Department of Biology, University of Kentucky, Lexington, KY 40506, USA.
Mol Ecol. 2013 Jan;22(1):111-29. doi: 10.1111/mec.12049. Epub 2012 Oct 12.
Modern analytical methods for population genetics and phylogenetics are expected to provide more accurate results when data from multiple genome-wide loci are analysed. We present the results of an initial application of parallel tagged sequencing (PTS) on a next-generation platform to sequence thousands of barcoded PCR amplicons generated from 95 nuclear loci and 93 individuals sampled across the range of the tiger salamander (Ambystoma tigrinum) species complex. To manage the bioinformatic processing of this large data set (344 330 reads), we developed a pipeline that sorts PTS data by barcode and locus, identifies high-quality variable nucleotides and yields phased haplotype sequences for each individual at each locus. Our sequencing and bioinformatic strategy resulted in a genome-wide data set with relatively low levels of missing data and a wide range of nucleotide variation. structure analyses of these data in a genotypic format resulted in strongly supported assignments for the majority of individuals into nine geographically defined genetic clusters. Species tree analyses of the most variable loci using a multi-species coalescent model resulted in strong support for most branches in the species tree; however, analyses including more than 50 loci produced parameter sampling trends that indicated a lack of convergence on the posterior distribution.
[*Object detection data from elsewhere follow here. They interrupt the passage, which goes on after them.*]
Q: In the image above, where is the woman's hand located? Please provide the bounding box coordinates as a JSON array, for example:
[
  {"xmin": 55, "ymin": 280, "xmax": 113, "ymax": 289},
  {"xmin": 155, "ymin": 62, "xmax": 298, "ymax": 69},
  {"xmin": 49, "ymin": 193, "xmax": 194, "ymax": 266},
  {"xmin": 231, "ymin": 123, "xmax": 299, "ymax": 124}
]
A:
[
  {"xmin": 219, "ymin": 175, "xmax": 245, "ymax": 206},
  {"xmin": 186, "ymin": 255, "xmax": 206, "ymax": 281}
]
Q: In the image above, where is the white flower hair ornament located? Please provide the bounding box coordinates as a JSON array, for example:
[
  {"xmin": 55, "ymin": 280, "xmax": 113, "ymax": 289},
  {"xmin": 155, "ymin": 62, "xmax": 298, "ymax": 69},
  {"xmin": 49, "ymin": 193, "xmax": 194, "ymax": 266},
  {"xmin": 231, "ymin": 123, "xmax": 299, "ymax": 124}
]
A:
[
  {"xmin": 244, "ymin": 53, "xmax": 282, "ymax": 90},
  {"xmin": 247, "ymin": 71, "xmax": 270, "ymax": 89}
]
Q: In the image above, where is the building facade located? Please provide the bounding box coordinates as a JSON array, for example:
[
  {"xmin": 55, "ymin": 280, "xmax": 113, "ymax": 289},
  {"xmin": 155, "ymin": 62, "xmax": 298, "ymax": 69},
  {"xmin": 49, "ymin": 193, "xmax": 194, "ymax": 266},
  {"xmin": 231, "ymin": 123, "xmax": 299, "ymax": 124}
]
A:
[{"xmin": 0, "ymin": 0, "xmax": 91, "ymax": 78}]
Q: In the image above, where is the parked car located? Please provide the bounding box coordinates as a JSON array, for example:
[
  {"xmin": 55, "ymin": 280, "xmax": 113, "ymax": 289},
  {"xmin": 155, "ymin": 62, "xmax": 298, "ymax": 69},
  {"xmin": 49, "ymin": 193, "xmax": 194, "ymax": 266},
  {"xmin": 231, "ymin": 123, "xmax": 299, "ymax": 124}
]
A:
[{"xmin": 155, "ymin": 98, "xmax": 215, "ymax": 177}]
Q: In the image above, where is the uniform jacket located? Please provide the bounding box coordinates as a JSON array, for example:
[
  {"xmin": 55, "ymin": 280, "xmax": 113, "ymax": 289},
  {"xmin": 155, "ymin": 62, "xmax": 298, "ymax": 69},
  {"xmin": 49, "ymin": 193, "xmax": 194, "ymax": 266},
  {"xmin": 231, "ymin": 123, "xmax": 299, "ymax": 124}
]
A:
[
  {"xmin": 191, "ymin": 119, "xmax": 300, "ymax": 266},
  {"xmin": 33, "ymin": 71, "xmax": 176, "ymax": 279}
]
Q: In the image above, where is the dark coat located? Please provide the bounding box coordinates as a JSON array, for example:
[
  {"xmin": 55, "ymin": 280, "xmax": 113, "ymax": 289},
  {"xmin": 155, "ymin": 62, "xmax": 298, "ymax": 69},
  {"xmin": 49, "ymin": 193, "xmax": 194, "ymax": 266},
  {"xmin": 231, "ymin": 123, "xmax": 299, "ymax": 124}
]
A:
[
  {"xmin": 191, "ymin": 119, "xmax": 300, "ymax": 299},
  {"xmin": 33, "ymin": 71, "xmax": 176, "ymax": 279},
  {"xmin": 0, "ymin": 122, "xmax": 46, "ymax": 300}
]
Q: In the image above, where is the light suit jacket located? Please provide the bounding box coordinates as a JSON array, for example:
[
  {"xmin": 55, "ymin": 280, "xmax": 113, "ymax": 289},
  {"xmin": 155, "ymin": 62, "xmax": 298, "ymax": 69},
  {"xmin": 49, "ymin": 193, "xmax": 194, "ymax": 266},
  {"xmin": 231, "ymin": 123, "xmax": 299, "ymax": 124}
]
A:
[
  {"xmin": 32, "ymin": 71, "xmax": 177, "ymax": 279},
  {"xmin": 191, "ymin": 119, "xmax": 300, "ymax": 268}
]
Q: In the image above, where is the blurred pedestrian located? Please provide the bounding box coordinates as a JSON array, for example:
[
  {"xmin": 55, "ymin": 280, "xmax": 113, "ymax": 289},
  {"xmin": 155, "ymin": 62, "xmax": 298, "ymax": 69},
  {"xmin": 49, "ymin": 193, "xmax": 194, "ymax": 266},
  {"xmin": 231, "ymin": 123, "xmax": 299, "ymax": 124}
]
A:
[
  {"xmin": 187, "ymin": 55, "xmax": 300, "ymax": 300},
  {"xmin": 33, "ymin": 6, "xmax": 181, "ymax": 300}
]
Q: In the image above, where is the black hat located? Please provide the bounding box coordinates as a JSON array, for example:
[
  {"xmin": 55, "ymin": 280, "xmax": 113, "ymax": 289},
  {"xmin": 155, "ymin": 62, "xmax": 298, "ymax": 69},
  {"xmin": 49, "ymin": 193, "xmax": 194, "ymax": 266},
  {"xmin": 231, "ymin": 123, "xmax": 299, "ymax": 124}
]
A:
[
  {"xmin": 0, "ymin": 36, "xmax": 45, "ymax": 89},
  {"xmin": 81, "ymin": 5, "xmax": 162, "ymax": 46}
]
Overall, these results demonstrate the potential for amplicon-based PTS to rapidly generate large-scale data for population genetic and phylogenetic-based research.
现代群体遗传学和系统发生学的分析方法,当分析多个全基因组位点的数据时,预计会提供更准确的结果。我们展示了在下一代平台上进行平行标记测序 (PTS) 的初步应用结果,该方法对来自老虎蝾螈(Ambystoma tigrinum)种复合体的 95 个核基因座和 93 个个体的数千个条形码 PCR 扩增子进行测序。为了管理这个大型数据集(344330 个读数)的生物信息处理,我们开发了一个流水线,通过条形码和基因座对 PTS 数据进行排序,识别高质量的可变核苷酸,并为每个个体的每个基因座生成相分的单倍型序列。我们的测序和生物信息学策略产生了一个具有相对较低缺失数据水平和广泛核苷酸变异的全基因组数据集。在基因型格式下对这些数据进行结构分析,结果强烈支持将大多数个体分配到九个地理定义的遗传群中。使用多物种合并模型对最具变异性的基因座进行物种树分析,结果强烈支持物种树中的大多数分支;然而,包括 50 多个基因座的分析产生了参数抽样趋势,表明在后验分布上缺乏收敛性。总的来说,这些结果表明,基于扩增子的 PTS 有潜力快速生成用于群体遗传学和基于系统发生的研究的大规模数据。